| Environment and development in coastal regions and in small islands |
Program targets Early childhood learning
By MARGARET DAURE
TRADITIONAL child rearing methods
are good but we need to improve them to prepare our children for the competitive
and literate society they live in today, Moresby South MP Lady Carol Kidu
said yesterday. Lady Kidu was speaking at an Early Childhood Development
workshop currently underway at the Koki Bible House.
The program, for the Moresby South electorate, started in 1997 and since
then, hundreds of men and women
Participants at the workshop yesterday.
of varying ages have taken part in the workshops.
Lady Kidu said the aim of the program,
which targets disadvantaged communities, is to raise awareness of the importance
of early childhood development, to encourage the concept of parent effectiveness
training and to encourage the establishment of community-based preschools.
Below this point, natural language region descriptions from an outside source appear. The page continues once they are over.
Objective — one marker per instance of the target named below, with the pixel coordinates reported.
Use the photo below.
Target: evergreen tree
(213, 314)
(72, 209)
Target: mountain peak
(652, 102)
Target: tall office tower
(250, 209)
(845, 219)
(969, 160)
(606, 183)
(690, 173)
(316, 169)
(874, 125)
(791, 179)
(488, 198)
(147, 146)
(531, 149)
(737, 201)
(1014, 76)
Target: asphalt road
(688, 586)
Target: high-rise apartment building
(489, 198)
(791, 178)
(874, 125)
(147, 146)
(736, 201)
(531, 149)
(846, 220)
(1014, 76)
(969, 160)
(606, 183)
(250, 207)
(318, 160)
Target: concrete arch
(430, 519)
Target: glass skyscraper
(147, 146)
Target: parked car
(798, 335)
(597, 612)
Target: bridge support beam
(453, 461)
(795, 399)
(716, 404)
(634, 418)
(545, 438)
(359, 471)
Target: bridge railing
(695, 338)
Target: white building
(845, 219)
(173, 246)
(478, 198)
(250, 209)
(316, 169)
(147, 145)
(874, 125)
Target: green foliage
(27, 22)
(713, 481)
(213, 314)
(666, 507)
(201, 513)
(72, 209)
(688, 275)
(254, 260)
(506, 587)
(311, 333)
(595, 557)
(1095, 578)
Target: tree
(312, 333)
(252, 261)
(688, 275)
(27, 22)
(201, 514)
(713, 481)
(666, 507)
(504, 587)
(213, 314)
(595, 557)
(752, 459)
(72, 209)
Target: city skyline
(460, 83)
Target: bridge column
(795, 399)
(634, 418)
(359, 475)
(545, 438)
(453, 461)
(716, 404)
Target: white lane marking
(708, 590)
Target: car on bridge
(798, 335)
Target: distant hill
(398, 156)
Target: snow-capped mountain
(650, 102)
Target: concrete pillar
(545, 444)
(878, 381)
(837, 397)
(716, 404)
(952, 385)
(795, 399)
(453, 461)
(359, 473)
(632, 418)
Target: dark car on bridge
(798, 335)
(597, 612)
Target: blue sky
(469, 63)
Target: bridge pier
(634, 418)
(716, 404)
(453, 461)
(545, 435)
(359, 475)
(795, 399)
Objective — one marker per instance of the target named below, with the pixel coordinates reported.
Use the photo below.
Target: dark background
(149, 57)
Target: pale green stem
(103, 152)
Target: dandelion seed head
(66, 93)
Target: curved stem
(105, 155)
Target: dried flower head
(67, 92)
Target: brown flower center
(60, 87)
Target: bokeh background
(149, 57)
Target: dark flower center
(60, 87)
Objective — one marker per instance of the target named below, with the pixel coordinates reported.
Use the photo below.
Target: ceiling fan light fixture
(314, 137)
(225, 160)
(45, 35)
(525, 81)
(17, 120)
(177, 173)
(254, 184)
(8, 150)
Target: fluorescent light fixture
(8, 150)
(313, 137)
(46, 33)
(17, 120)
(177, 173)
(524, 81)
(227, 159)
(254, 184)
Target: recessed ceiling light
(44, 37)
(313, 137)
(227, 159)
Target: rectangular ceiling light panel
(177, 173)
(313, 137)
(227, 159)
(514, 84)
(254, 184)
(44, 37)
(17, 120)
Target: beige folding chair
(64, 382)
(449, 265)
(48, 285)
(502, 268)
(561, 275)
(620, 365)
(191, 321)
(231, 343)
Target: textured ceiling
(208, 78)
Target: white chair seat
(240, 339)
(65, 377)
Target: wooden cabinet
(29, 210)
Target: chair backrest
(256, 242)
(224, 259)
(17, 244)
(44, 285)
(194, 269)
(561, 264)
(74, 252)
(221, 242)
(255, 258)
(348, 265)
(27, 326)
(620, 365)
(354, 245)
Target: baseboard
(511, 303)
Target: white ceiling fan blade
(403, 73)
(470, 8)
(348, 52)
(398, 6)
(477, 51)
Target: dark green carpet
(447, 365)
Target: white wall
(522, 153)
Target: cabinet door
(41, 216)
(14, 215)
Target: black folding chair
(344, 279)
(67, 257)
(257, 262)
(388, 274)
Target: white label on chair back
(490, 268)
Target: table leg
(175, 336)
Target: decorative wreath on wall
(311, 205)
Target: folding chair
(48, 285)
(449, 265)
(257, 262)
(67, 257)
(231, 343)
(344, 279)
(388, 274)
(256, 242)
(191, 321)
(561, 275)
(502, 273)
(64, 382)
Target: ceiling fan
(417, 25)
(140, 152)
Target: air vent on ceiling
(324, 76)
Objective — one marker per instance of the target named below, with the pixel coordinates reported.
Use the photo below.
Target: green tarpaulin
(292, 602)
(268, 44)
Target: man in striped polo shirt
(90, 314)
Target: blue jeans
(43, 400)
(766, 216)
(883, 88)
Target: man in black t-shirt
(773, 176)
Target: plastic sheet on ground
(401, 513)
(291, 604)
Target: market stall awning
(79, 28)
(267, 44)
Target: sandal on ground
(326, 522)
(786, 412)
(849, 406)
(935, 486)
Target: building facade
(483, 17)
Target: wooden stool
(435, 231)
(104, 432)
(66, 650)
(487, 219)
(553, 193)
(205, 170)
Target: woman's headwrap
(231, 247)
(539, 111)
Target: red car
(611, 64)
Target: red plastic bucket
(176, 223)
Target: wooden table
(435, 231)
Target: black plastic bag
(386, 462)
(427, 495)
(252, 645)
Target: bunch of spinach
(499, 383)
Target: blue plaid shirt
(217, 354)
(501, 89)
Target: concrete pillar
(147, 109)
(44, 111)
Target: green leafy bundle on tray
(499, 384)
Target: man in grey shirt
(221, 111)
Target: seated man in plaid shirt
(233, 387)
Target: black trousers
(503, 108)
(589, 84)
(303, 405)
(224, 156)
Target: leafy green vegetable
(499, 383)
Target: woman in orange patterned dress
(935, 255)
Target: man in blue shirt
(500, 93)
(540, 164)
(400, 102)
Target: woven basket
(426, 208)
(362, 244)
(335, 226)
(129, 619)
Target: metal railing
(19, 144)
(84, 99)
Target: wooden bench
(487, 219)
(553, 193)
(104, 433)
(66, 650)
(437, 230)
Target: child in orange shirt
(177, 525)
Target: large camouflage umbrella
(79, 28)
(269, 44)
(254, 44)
Participants from 11 different communities
attending the workshop are learning skills and methods to accelerate children's
learning potential. Participant Pauline Banai from Goilala, who lives at
Two Mile, said she found the basic things about early childhood learning
very important. She said the local church in Two Mile was planning to start
a pre-school and she was eager to be a part of the early childhood learning
of children in her community.
Trainer Mareta Vavona said early childhood
learning gave children a head start in their learning process. "There is
a need for pre-schools in the community. Children who go through early childhood
learning are able to learn better when they go onto elementary schools,"
she said.
Lady Kidu said although the program
will not have any immediate dramatic impact, she believed in its importance
to help people understand that the first seven years is the most active
learning time of a person's development. She said: "We can accelerate our
children's learning potential if we create stimulating and nurturing environments
for them in their early childhood. "In extended families and disadvantaged
families, sometimes there are so many other priorities that the early learning
needs of children may be overlooked."
The costs of the workshops are covered by the Moresby South discretionary funds and are open to anyone from the electorate who are recommended by the Community Development Committee (CDC) or by a church. If participants want to start a pre-school in their community, then they are provided with a basic start-up kit of materials to do so.
Lady Kidu said the workshops were one way to ensure that the Moresby South electorate is implementing the nation's commitment to the UN's Convention on the Rights of Children.